The RSF and allied militias escalated their abuses again in November, targeting Massalit people who had found refuge in the El Geneina suburb of Ardamata, rounding up Massalit men and boys and, according to the UN, killing at least 1,000 people.

During the course of these abuses, women and girls were raped and subjected to other forms of sexual violence, and detainees were tortured and otherwise ill-treated. The attackers methodically destroyed critical civilian infrastructure, targeting neighborhoods and sites, including schools, in primarily Massalit displaced communities. They looted on a grand scale; and burned, shelled, and razed neighborhoods to the ground, after emptying them of residents.

These acts were committed as part of a widespread and systematic attack directed against the Massalit and other non-Arab civilian populations of Massalit-majority neighborhoods, and as such also constitute the crimes against humanity of murder, torture, persecution, and forcible transfer of the civilian population, Human Rights Watch said.

The possibility that genocide has been and/or is being committed in Darfur requires urgent action from all governments and international institutions to protect civilians. They should ensure investigation as to whether the facts demonstrate a specific intent on the part of the RSF leadership and its allies to destroy in whole or in part the Massalit and other non-Arab ethnic communities in West Darfur, that is, to commit genocide.
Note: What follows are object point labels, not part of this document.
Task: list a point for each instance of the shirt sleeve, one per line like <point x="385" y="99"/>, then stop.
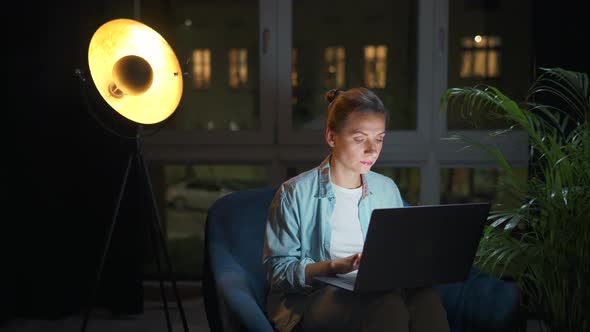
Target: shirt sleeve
<point x="282" y="258"/>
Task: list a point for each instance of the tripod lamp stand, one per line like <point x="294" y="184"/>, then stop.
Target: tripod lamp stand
<point x="137" y="73"/>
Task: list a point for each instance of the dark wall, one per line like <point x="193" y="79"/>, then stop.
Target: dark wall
<point x="561" y="34"/>
<point x="66" y="170"/>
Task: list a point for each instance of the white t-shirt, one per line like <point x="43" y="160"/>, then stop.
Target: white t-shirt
<point x="347" y="237"/>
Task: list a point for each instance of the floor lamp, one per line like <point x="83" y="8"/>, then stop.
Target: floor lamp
<point x="137" y="73"/>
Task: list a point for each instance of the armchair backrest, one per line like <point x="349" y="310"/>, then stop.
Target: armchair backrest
<point x="234" y="280"/>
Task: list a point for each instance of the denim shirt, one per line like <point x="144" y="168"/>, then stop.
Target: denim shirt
<point x="298" y="233"/>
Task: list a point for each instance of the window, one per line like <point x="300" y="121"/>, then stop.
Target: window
<point x="238" y="67"/>
<point x="480" y="56"/>
<point x="334" y="58"/>
<point x="201" y="68"/>
<point x="375" y="66"/>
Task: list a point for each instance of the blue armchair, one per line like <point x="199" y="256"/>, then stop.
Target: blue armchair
<point x="235" y="286"/>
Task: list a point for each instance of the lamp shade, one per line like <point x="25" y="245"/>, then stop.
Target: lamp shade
<point x="135" y="70"/>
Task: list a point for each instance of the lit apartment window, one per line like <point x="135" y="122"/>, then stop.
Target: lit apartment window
<point x="238" y="67"/>
<point x="335" y="59"/>
<point x="294" y="74"/>
<point x="480" y="56"/>
<point x="201" y="68"/>
<point x="375" y="66"/>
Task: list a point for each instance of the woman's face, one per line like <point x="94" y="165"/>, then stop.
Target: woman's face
<point x="356" y="147"/>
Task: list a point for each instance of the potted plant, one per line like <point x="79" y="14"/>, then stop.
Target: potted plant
<point x="543" y="243"/>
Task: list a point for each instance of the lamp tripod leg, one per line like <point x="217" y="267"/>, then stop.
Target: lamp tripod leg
<point x="155" y="247"/>
<point x="160" y="234"/>
<point x="106" y="247"/>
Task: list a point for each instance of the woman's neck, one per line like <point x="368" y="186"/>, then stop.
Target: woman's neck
<point x="344" y="178"/>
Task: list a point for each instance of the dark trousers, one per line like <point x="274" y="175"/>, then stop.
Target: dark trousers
<point x="335" y="309"/>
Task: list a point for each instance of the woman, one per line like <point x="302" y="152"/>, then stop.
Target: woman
<point x="316" y="226"/>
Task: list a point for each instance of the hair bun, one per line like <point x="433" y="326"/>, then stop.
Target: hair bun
<point x="332" y="94"/>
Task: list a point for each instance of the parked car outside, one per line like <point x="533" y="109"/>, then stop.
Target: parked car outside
<point x="195" y="194"/>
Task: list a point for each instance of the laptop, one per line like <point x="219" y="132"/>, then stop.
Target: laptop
<point x="417" y="246"/>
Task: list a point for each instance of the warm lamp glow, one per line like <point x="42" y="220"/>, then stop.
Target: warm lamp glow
<point x="135" y="71"/>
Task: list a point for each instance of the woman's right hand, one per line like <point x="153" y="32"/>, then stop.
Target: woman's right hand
<point x="346" y="264"/>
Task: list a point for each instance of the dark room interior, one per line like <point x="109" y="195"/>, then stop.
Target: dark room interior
<point x="66" y="170"/>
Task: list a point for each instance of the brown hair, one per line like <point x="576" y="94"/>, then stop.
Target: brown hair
<point x="342" y="103"/>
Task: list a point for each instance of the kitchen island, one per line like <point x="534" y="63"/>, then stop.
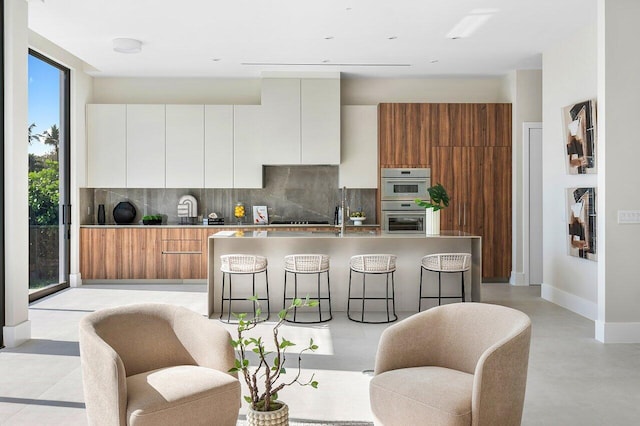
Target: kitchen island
<point x="409" y="248"/>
If so, they should act to prevent its further perpetration, and to ensure those responsible for its planning and conduct are brought to justice.

The global community should support the investigations of the International Criminal Court (ICC), while states party to the court should ensure it has the financial resources needed in its regular budget to carry out its mandate in Darfur and across its docket.

Human Rights Watch identified the commander of the RSF, Mohammed "Hemedti" Hamdan Dagalo, his brother Abdel Raheem Hamdan Dagalo, and the West Darfur RSF commander Joma'a Barakallah as those with command responsibility over the forces that carried out these crimes. Human Rights Watch also named RSF allies, including a commander of the Tamazuj armed group and two Arab tribal leaders, as bearing responsibility for fighters that committed serious crimes.

The United Nations in coordination with the African Union should urgently deploy a new mission to protect civilians at risk in Sudan. The Security Council should impose targeted sanctions on those responsible for serious crimes in West Darfur, and individuals and companies that have and are violating the arms embargo. It should widen the existing arms embargo on Darfur to cover all of Sudan.

"The global inaction in the face of atrocities of this magnitude is inexcusable," Hassan said. "Governments should ensure those responsible are held to account, including through targeted sanctions and by stepping up cooperation with the ICC."